Some of her research finally pays off.
Cora sinks into Callista’s arms. She’s sitting behind her, keeping Cora's back straight, working her gauze-wrapped arm back into the sling, gently. “Thanks,” Cora says, shuddering as her esophagus threatens to spasm.
“Don’t-I’m just doing what’s right. Especially after what I did to you.”
Another pang of warmth seeps into Cora’s heart. “Thanks, anyway.”
“I opened it for you. Here.” Liam’s fingertips brush against hers as she takes a bar. She nibbles on the corners first, then works her way down the middle until half of the bar is gone.
Her stomach grumbles. How long has it been since she’s eaten?
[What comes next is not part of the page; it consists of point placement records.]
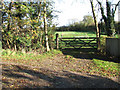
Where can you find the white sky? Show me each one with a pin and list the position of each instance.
(74, 10)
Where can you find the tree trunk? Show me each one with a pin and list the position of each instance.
(96, 24)
(45, 28)
(95, 20)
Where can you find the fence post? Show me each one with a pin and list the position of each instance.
(57, 41)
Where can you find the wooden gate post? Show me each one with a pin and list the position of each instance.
(57, 41)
At the same time the vertigo twists her perspective and leaves her dizzy, her hunger multiplies until it punches through the dizziness and leaves a ravenous monster that demands to eat.
And she does. The rest of the granola bar disappears in seconds. The second bar that’d come packaged with the first vanishes, too, leaving nothing but crumbles that rattle inside the clenched wrapper in her hand.
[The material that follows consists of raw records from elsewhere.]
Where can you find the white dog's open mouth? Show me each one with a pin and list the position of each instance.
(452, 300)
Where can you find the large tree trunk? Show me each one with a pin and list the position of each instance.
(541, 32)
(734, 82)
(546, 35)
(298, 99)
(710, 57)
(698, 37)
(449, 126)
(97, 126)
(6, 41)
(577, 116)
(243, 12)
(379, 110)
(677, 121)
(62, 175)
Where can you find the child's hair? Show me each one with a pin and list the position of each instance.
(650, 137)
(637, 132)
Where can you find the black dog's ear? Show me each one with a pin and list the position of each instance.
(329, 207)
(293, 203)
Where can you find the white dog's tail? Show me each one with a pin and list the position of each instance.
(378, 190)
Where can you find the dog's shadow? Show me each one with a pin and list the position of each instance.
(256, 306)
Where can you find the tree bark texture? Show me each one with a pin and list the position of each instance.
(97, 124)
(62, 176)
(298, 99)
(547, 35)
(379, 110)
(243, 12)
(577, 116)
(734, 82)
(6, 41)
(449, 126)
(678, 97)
“Here’s the ibuprofen,” Liam says. She drops the wrapper. Two pills slip into her hand. “And there’s a bottle of promethazine half-full. Enough, I’m guessing.”
Cora takes the water bottle Callista brought over and holds a pill, leaving the other on her lap.
She swallows the first easily. And the second.
It’s so easy to pretend it's Mari whose warm comfort is keeping Cora upright.